What have you learned from the challenges that life has thrown your way?
Over the years, I learned to build resilience without even realising it at the time. And following the scare in 2020, I realised I had a lot to lose. I let go of all the resentment I had towards people in the office. This resentment had developed because of the times I felt I had been unfairly passed over and sidelined in favour of candidates who, I thought, were less qualified and less deserving than me. When I started to look at life in a different way, I addressed those issues head-on, and I feel better for it.
I have learned to accept things I can’t change and appreciate myself for who I am. You can’t be better than yourself. You can’t be someone else. You can only be who you were born to be.
Are you content with where you are in life?
Yes. When it comes to what I do, I am one of the best there is. In that respect, I feel like I am in the right place. When I look back to events in history, I can see I was being directed to now.
Initially, I set out to be a medical doctor because everybody thinks you must be a doctor when you are good at the sciences. I even had the chance to go and write the exam and got offers from 2 universities. The first would lead to medicine, but medicine required physics which I hated. The other one was to study natural resource management. The calculating me, who likes to plan everything in great detail, opted for this second option. You see, I had calculated the number of years before my mum retired. I wanted her to retire in comfort and not have to worry about paying bills, so I chose to study ecology, which would take a shorter period of time. Everyone thought I made the wrong choice at the time, and so did I for the first few years. But now, I enjoy working in the field with communities and teaching children about the environment. I believe I am at my best when I am making presentations in local dialects to people in villages.

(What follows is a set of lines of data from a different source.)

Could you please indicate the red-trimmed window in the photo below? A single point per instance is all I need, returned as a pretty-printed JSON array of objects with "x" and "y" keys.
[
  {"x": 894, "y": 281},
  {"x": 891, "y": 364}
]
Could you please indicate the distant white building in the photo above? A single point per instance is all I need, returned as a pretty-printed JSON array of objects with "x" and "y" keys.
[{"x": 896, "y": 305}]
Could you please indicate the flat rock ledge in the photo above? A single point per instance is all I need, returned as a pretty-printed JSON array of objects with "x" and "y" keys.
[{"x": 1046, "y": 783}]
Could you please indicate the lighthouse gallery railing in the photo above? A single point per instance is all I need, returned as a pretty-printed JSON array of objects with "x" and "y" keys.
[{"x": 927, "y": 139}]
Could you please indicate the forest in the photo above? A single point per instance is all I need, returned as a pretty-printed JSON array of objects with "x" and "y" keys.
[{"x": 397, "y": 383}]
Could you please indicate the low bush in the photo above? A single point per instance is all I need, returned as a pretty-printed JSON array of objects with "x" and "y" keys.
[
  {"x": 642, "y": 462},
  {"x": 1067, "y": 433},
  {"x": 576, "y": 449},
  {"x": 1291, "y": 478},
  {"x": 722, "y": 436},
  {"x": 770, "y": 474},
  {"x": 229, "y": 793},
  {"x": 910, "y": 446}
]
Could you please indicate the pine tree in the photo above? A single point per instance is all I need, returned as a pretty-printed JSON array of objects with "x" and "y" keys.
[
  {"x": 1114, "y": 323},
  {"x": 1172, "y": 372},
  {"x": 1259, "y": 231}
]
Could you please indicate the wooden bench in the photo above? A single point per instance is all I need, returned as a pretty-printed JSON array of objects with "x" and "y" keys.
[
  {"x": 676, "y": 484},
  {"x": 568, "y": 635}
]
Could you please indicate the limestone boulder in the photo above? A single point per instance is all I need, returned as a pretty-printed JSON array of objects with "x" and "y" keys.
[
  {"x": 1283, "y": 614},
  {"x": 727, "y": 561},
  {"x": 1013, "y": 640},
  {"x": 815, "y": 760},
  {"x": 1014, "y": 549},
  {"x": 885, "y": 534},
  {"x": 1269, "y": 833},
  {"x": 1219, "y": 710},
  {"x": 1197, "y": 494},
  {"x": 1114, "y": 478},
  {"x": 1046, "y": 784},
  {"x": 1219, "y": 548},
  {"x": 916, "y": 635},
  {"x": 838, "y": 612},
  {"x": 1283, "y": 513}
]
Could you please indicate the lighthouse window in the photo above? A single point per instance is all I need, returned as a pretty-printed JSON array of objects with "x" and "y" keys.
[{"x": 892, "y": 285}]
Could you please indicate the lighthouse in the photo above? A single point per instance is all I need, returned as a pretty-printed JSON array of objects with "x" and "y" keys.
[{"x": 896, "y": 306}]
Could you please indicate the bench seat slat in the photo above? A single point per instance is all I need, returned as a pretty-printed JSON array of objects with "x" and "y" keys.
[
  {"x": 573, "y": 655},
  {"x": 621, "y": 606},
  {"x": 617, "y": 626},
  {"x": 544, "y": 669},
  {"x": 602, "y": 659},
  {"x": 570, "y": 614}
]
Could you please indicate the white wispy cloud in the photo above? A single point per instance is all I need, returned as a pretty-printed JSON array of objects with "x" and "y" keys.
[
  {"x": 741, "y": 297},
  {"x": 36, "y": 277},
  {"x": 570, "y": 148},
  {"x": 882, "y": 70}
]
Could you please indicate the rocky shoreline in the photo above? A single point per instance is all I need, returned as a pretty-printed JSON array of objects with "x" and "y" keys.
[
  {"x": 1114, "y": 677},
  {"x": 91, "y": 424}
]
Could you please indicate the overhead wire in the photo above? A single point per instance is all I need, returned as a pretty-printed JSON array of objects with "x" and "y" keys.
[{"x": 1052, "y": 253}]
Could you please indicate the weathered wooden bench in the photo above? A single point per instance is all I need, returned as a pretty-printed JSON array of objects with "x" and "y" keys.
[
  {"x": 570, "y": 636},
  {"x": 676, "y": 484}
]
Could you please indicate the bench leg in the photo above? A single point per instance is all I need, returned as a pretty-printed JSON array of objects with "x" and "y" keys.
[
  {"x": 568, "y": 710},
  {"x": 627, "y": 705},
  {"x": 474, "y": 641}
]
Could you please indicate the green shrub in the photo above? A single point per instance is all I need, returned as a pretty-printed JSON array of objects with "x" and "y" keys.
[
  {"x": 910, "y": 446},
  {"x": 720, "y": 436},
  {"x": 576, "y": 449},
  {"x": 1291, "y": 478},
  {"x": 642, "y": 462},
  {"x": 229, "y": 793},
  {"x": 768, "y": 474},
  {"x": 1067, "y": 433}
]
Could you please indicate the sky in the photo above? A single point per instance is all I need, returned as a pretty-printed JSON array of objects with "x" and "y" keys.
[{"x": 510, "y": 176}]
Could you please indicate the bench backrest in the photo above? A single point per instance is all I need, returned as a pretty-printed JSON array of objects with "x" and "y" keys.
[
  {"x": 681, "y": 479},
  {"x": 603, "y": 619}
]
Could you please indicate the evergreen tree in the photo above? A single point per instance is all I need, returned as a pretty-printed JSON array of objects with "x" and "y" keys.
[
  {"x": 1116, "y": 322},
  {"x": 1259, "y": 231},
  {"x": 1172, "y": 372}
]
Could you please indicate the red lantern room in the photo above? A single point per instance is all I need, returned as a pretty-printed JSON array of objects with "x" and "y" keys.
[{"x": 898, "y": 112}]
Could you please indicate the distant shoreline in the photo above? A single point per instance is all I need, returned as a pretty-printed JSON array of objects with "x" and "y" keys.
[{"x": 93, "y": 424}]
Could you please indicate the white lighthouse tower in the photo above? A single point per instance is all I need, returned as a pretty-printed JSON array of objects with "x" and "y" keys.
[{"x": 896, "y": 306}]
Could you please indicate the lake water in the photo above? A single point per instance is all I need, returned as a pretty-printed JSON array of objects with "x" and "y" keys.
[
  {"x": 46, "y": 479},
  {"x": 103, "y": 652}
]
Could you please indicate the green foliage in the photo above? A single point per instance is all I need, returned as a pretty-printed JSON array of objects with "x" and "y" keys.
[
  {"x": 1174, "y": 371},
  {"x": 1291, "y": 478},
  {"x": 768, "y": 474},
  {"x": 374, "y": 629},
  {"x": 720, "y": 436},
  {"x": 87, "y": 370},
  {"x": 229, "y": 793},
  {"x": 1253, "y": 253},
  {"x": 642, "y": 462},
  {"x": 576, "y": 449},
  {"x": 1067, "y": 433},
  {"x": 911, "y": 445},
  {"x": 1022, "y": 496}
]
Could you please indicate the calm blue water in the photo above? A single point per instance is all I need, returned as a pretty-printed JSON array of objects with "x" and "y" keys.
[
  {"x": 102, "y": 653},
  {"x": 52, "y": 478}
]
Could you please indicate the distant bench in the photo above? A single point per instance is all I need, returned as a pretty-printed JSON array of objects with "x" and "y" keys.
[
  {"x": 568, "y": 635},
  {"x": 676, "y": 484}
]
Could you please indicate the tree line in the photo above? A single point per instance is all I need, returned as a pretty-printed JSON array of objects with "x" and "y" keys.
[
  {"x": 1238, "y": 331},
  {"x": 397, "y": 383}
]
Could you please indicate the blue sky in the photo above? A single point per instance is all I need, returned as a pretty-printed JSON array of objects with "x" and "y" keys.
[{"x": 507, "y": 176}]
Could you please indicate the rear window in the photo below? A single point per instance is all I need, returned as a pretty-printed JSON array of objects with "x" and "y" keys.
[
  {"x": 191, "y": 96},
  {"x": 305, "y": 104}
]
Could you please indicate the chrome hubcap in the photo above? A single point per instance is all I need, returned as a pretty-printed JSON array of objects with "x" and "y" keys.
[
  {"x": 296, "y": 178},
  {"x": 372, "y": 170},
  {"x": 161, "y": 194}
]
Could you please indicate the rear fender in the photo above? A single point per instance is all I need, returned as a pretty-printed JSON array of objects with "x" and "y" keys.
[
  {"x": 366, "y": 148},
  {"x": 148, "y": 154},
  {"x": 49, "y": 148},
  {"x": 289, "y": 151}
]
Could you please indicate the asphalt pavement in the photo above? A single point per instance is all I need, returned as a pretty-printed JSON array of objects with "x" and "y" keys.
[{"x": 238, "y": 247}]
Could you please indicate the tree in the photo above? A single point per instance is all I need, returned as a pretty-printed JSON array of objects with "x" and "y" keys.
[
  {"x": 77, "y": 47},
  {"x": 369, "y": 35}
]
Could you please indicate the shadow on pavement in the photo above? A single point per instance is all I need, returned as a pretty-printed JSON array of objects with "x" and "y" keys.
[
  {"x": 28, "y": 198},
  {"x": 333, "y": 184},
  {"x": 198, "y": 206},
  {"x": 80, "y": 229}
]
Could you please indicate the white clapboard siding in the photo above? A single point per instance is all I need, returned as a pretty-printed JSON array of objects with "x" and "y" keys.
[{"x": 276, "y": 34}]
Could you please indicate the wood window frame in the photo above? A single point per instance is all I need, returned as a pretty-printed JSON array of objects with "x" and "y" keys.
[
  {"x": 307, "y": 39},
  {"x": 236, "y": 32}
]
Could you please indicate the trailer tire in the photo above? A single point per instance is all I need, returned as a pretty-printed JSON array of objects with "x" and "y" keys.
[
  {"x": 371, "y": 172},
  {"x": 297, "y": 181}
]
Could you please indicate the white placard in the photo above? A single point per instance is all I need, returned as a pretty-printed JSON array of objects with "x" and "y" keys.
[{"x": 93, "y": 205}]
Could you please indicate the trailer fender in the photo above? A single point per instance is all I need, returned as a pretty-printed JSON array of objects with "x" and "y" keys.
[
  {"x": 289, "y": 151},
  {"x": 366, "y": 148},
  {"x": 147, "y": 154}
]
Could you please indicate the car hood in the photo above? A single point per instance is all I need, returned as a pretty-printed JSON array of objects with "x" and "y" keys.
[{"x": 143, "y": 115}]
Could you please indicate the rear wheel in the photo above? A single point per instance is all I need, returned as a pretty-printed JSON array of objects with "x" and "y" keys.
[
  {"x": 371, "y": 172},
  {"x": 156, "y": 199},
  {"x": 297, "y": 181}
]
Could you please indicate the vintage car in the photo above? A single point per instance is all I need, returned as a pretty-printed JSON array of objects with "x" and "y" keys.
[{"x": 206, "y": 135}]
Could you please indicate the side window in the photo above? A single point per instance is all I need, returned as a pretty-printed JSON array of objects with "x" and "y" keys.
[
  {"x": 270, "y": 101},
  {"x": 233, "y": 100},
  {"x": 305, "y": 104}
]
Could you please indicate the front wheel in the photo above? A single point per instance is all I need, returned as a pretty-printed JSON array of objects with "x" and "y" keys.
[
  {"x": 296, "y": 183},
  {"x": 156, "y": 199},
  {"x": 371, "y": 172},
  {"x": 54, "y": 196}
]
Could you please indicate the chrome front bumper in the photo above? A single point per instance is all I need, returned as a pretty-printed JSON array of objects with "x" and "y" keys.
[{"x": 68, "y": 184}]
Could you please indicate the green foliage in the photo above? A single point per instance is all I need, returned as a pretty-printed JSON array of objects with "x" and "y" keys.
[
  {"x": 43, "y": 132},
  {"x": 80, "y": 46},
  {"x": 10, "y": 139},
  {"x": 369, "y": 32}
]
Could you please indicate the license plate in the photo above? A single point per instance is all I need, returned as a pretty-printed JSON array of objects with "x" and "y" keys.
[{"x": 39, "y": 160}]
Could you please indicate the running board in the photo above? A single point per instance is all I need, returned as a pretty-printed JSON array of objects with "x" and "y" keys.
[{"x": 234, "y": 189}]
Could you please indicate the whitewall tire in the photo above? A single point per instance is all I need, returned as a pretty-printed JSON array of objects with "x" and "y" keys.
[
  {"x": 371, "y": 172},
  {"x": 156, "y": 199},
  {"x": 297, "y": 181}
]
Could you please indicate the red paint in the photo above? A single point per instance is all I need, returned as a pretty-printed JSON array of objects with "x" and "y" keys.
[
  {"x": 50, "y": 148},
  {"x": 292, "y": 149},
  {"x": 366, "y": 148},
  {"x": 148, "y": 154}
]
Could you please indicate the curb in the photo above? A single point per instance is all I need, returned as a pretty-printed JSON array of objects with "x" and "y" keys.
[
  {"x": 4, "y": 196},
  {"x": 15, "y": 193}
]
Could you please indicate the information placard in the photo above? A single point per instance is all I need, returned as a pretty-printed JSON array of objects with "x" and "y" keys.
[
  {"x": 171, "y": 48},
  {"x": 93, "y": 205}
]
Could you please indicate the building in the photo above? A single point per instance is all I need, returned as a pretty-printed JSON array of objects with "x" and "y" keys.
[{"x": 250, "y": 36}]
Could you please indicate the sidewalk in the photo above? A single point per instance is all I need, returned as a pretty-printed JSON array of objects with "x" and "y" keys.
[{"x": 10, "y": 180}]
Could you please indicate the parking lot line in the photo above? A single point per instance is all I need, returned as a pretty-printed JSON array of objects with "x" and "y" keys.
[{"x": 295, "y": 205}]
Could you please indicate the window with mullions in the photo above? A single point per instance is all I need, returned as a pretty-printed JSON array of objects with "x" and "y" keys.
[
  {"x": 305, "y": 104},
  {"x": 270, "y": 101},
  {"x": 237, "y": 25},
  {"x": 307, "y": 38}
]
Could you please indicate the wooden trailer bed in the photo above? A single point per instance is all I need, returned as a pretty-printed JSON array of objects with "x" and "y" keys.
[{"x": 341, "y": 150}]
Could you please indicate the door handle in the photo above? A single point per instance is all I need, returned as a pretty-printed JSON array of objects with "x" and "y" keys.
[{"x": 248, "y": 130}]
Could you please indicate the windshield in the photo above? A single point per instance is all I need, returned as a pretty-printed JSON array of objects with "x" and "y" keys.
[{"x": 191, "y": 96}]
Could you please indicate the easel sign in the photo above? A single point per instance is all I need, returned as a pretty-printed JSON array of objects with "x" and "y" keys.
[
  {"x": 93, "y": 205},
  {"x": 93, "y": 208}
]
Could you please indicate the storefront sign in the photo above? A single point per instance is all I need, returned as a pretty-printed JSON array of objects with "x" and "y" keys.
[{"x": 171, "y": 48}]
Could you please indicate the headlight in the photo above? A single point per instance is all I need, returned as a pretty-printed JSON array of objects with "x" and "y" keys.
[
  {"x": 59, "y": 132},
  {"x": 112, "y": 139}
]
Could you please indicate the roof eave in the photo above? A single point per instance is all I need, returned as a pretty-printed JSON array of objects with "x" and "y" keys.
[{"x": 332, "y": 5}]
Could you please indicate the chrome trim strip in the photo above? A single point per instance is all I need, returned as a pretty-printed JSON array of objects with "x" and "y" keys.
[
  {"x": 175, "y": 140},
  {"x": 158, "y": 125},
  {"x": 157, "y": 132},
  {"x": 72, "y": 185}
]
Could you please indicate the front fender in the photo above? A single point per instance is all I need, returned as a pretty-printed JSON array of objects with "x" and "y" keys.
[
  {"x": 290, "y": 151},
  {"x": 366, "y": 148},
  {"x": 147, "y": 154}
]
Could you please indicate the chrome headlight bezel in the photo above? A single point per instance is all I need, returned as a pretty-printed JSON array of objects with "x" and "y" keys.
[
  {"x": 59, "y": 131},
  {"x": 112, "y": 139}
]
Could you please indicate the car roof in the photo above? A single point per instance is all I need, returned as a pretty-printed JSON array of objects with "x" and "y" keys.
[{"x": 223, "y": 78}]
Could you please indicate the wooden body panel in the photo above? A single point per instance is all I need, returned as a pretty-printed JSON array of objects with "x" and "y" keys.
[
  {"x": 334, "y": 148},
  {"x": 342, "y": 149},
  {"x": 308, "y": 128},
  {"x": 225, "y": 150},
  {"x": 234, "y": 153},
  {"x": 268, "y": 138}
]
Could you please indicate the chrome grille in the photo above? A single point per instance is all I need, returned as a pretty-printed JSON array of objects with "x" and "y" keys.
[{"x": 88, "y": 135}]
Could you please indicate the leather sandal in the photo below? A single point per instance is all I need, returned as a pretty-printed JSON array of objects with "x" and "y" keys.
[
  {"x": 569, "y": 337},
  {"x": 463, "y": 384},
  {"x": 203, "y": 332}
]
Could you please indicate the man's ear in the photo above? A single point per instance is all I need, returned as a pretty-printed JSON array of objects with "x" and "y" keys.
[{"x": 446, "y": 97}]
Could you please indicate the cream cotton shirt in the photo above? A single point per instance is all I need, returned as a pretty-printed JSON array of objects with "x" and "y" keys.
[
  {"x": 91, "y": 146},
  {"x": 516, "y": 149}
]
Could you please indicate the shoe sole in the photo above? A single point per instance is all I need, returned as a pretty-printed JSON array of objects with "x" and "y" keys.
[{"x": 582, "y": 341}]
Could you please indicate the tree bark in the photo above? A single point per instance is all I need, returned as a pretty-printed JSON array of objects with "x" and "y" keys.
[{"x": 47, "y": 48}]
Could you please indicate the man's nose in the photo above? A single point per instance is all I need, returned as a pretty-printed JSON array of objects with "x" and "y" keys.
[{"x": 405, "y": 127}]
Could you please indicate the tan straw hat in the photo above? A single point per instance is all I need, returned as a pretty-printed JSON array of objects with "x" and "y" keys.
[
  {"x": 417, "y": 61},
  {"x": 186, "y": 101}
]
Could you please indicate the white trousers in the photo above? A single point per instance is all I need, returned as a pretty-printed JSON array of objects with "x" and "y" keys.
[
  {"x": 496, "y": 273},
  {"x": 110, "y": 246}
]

Failing to seize opportunities. And this was because I didn’t think I could get them. Today, I am the “class mother” doing a PhD, and some of my lecturers were way behind me in school. What took me so long? I was too scared and lost time over-analysing things instead of just doing them. Looking back, my decision to skip medicine because of physics was misguided. I now know that if I had put my mind to it and believed in myself, I would have made a great medical doctor.
I am learning to get rid of all the emotional baggage that I have been carrying for years.
Some people call me an introvert, and some call me an extrovert, but I would love to be seen in the same way by everybody. I want to be authentic. And I deserve everything that I want.
So, are you an introvert or an extrovert?
I think I’m a mixture– an ambivert. It depends on the situation. When I was younger, I was an extrovert; people used to call me a parrot because I talked all the time. But at some point in life, after my first degree, I became more withdrawn. I think I was protecting myself from getting hurt. Today, I am learning to live life on my terms.
This interview is part of a series profiling the stories of the 2021 WE Africa leadership programme fellows, African women in the environmental conservation sector who are showing up with a strong back, soft front, and wild heart.